Agave, the startup behind Find the Cat, raised $18 million

A startup from Turkey that developed a popular casual mobile game in which you have to find a cat Where's Wally?Style drawings of increasing complexity have now found something else: $18 million in financing. Agave GamesThe creator of Find the Cat will use Series A to build his team and work on upcoming games, starting with at least two games next year.

The funding comes at a time when casual mobile games—word puzzles, physical puzzles, number puzzles, farming, and others—continue to garner large audiences and revenues. Find the Cat surpassed 10 million downloads in the first quarter of its life (it was only released in August). “This is the next Tripledot,” said one investor, referring to the popular mobile game studio that made it big. tons of money at a great valuation.

Felix Capital and Balderton Capital are co-leading this round with participation from E2VC. All three firms were already investors: Balderton had also led Agave's seed round; Akın Babayiğit, co-founder of Tripledot Studios, also took part as an investor in this round.

Agave has currently raised $25.5 million and its post-money valuation is around $100 million.

In line with the trend started by Peak Games, which Zynga acquired for 1.8 billion dollars in 2020, Türkiye is rapidly hosting many of the largest gaming startups. Peak's graduates later founded Dream Games. Raised $255 millionTripledot and Spyke (which raised $50 million earlier this year It was implemented with a financing of 55 million dollars before publishing even a single title).

Unlike the others, Agave is only an offshoot of Peak in an indirect sense: CEO Alper Öner had moved to the US to study computer engineering at UC Berkeley and was working in the Bay Area, trying to figure out what he wanted to focus on. . “I knew I wanted to be in technology,” he said. “But the Turkish ecosystem was not very large at that time.” At the time, Peak was growing rapidly, but beyond that there was e-commerce and not much more, he said.

Then, with the onset of Covid-19, Öner decided to return home, where he met with his high school friends Ali Baran Terzioğlu, Burak Kar and Oğuzhan Merdivenli and started talking about what they could do together.

They preferred casual games, partly because of their own interests as gamers, and partly because they understood about technology and could see how it could combine what they knew.

It's also a sign of how rigid the formula for making casual games has become: Agave had released only one other game before Find the Cat, a puzzle game called Wonder Link.

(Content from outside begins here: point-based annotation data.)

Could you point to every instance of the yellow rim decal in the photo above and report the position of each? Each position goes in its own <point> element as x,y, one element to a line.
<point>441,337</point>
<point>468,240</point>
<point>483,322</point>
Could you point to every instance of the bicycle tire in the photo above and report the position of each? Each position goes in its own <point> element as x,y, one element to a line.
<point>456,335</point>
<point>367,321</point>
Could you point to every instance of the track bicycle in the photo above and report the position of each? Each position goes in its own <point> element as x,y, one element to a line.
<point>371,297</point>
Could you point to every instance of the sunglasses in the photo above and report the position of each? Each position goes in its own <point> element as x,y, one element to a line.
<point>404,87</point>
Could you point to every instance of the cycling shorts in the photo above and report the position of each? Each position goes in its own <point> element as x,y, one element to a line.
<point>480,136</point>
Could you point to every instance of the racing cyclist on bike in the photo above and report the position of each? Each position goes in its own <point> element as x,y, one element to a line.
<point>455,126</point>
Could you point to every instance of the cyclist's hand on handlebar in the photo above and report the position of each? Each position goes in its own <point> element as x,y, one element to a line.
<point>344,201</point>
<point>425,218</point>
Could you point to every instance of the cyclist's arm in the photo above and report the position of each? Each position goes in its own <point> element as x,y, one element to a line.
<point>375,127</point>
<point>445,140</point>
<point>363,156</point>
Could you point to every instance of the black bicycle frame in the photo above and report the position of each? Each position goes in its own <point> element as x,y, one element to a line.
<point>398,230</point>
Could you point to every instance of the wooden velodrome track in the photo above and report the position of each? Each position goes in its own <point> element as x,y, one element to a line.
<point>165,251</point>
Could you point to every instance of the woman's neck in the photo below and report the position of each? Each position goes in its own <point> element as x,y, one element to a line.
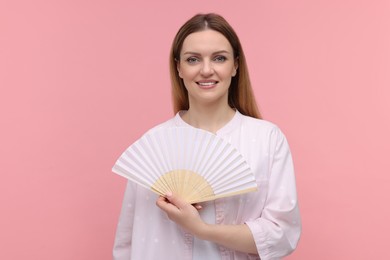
<point>209,118</point>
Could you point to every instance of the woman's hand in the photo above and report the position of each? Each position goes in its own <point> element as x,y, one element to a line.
<point>237,237</point>
<point>183,213</point>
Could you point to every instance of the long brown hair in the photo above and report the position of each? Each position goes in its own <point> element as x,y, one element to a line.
<point>240,95</point>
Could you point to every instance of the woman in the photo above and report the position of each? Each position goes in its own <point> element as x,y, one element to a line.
<point>211,91</point>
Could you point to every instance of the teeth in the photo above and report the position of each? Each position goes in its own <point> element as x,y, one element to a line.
<point>206,83</point>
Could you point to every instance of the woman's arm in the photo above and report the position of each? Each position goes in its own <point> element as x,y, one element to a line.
<point>236,237</point>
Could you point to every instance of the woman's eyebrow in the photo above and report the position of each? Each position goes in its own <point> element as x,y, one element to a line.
<point>214,53</point>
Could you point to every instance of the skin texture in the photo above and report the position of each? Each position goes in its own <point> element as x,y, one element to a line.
<point>206,67</point>
<point>236,237</point>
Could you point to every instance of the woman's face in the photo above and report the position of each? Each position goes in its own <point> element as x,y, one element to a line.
<point>207,66</point>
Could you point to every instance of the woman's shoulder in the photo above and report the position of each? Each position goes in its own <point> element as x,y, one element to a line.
<point>260,124</point>
<point>165,124</point>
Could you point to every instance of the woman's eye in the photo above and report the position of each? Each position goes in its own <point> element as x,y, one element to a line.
<point>192,60</point>
<point>220,58</point>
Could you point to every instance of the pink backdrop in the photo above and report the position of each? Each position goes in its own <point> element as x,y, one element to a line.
<point>81,80</point>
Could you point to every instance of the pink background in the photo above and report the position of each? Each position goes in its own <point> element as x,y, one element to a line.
<point>81,80</point>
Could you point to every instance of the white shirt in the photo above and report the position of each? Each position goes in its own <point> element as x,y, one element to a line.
<point>271,213</point>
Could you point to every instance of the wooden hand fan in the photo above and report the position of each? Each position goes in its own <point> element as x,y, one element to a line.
<point>192,163</point>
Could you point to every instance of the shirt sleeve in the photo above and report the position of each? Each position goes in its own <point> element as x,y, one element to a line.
<point>123,237</point>
<point>277,231</point>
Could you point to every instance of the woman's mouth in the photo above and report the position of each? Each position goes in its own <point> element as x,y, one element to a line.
<point>207,84</point>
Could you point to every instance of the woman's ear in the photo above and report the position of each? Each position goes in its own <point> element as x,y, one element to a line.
<point>235,67</point>
<point>178,67</point>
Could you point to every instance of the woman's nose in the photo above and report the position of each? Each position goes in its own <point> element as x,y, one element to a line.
<point>207,68</point>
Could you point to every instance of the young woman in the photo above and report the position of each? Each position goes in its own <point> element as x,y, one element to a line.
<point>211,91</point>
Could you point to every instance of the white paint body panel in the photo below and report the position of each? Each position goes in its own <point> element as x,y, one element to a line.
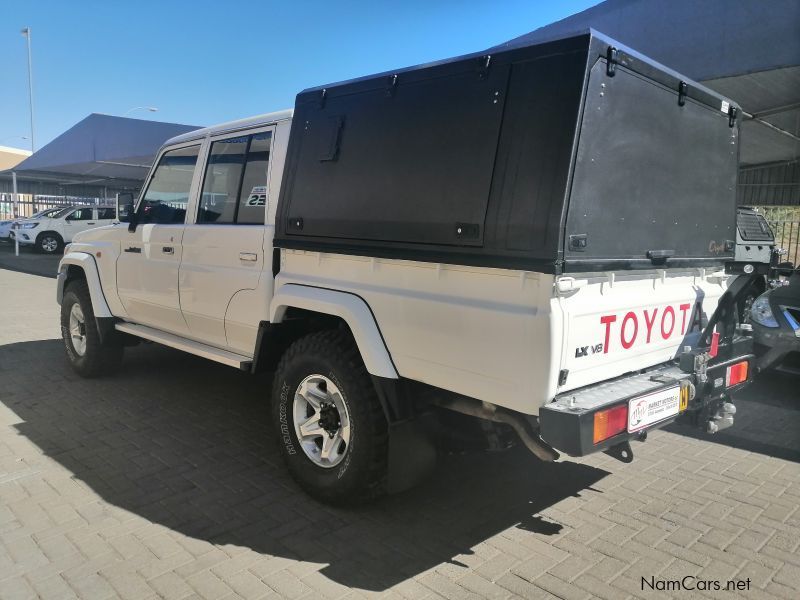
<point>350,307</point>
<point>500,335</point>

It's a flop compared to their second attempt, which has been downloaded hundreds of thousands of times since its launch in July 2023. Compare this to the stories you've heard about Rovio's early days: 51 games – all flops – before finally hitting the big time with Angry Birds.

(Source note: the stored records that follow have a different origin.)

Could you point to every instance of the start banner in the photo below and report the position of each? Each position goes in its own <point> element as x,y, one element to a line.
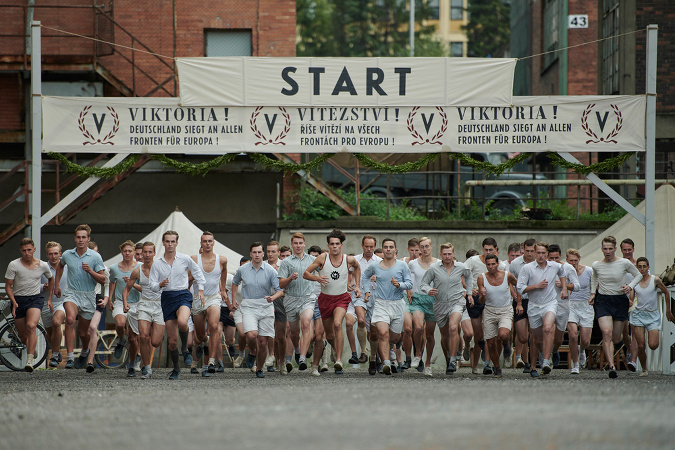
<point>255,81</point>
<point>160,125</point>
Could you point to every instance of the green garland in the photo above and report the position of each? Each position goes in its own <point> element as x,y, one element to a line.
<point>204,167</point>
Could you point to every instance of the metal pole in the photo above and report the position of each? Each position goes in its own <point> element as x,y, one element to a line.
<point>412,28</point>
<point>36,136</point>
<point>650,133</point>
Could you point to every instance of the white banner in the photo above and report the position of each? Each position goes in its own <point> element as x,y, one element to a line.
<point>156,125</point>
<point>253,81</point>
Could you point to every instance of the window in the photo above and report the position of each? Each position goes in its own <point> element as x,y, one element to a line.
<point>227,43</point>
<point>457,49</point>
<point>610,47</point>
<point>550,32</point>
<point>456,9</point>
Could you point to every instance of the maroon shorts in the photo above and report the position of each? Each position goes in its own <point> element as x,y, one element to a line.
<point>328,303</point>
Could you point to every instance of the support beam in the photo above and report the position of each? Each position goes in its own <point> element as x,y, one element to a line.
<point>36,137</point>
<point>611,193</point>
<point>81,189</point>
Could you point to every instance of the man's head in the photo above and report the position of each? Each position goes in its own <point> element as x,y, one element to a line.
<point>298,244</point>
<point>368,243</point>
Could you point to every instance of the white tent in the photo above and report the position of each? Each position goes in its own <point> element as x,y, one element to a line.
<point>189,236</point>
<point>629,227</point>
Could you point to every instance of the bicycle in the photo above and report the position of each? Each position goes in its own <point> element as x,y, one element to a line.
<point>13,352</point>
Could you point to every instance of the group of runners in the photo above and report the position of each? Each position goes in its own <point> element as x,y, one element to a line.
<point>287,303</point>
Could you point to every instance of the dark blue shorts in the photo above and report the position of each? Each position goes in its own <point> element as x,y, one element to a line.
<point>27,302</point>
<point>173,300</point>
<point>225,317</point>
<point>476,310</point>
<point>611,305</point>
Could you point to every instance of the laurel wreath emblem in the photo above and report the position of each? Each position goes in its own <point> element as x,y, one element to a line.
<point>611,135</point>
<point>90,138</point>
<point>264,140</point>
<point>435,138</point>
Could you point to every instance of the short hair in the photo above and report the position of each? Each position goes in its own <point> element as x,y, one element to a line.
<point>573,251</point>
<point>272,243</point>
<point>529,242</point>
<point>554,248</point>
<point>315,249</point>
<point>26,241</point>
<point>388,240</point>
<point>127,243</point>
<point>51,244</point>
<point>170,233</point>
<point>336,234</point>
<point>83,227</point>
<point>489,241</point>
<point>297,236</point>
<point>630,242</point>
<point>368,236</point>
<point>446,245</point>
<point>515,247</point>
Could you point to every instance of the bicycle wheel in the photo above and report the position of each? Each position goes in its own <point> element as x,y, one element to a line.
<point>105,352</point>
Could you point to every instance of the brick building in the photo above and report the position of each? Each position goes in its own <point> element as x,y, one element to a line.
<point>75,65</point>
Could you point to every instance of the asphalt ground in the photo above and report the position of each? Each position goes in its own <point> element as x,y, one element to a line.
<point>73,409</point>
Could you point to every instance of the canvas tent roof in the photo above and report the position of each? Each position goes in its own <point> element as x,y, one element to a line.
<point>189,236</point>
<point>629,227</point>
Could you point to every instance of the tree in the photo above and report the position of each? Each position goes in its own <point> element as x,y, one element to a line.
<point>362,28</point>
<point>488,29</point>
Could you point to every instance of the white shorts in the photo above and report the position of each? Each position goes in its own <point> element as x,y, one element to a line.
<point>85,301</point>
<point>150,311</point>
<point>118,308</point>
<point>443,310</point>
<point>391,312</point>
<point>581,313</point>
<point>258,315</point>
<point>295,306</point>
<point>209,301</point>
<point>494,318</point>
<point>535,313</point>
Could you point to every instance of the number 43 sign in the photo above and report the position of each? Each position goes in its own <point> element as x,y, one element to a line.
<point>577,21</point>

Find the Cat is a product of what's come before as well as what's around the corner. Similar to other casual games, it leans into both in-app purchases and in-app advertising (it uses AppLovin, e.g. others) to make money. Currently has $10 million in revenue per capita on Android alone Sensor Tower predictions.

Öner said the company uses AI a lot in the creative process: In the past, the company had five or six artists working on a single screen (one of which featured images with 20 or 30 cats lurking). Now, he said, the company uses AI to create the first photos, and then humans come in to "polish" them.

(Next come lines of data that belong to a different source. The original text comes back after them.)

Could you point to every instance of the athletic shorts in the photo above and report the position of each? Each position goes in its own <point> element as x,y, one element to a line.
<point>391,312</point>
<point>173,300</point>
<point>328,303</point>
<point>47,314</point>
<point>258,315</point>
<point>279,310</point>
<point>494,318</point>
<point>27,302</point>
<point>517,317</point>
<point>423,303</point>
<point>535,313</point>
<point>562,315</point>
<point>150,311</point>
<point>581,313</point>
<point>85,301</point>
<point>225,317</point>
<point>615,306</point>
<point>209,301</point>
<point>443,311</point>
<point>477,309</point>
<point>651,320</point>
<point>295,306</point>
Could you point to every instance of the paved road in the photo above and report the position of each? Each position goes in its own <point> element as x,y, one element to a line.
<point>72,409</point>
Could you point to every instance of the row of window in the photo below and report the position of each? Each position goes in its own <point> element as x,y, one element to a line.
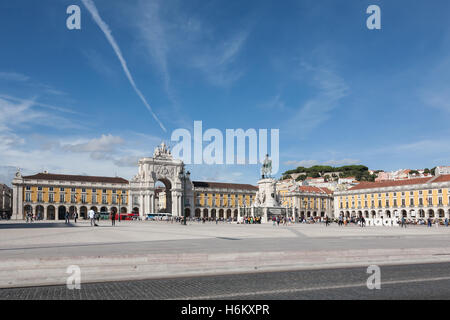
<point>74,198</point>
<point>395,204</point>
<point>411,193</point>
<point>83,190</point>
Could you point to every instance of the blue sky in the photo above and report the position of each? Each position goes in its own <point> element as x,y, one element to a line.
<point>338,92</point>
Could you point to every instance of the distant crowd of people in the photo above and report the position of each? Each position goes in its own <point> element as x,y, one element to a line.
<point>94,217</point>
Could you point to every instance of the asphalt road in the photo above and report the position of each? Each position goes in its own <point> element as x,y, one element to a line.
<point>420,281</point>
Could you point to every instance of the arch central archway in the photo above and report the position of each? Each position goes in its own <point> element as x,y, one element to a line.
<point>163,169</point>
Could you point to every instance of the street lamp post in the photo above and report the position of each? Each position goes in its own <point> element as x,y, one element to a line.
<point>184,177</point>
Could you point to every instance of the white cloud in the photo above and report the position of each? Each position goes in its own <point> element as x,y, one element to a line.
<point>90,5</point>
<point>331,90</point>
<point>172,37</point>
<point>13,76</point>
<point>106,143</point>
<point>435,93</point>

He said the company doesn't use AI for coding because nothing has proven to be as effective as humans on that front. But you can imagine how Agave could add more AI-powered personalization to the mix over time.

Polish seems to be the word of the moment. Rob Moffat, the partner who led Balderton's investment, said he believes Agave has the potential to become a $100 million revenue company, partly because of how sticky the gameplay in Find the Cat is and partly because of other encouraging signals.

“They make a really strong team, working on a lot of interesting concepts, finding these interesting mechanics for games and turning them into a really polished, fun experience. “We support the talent they have created to do this,” he said.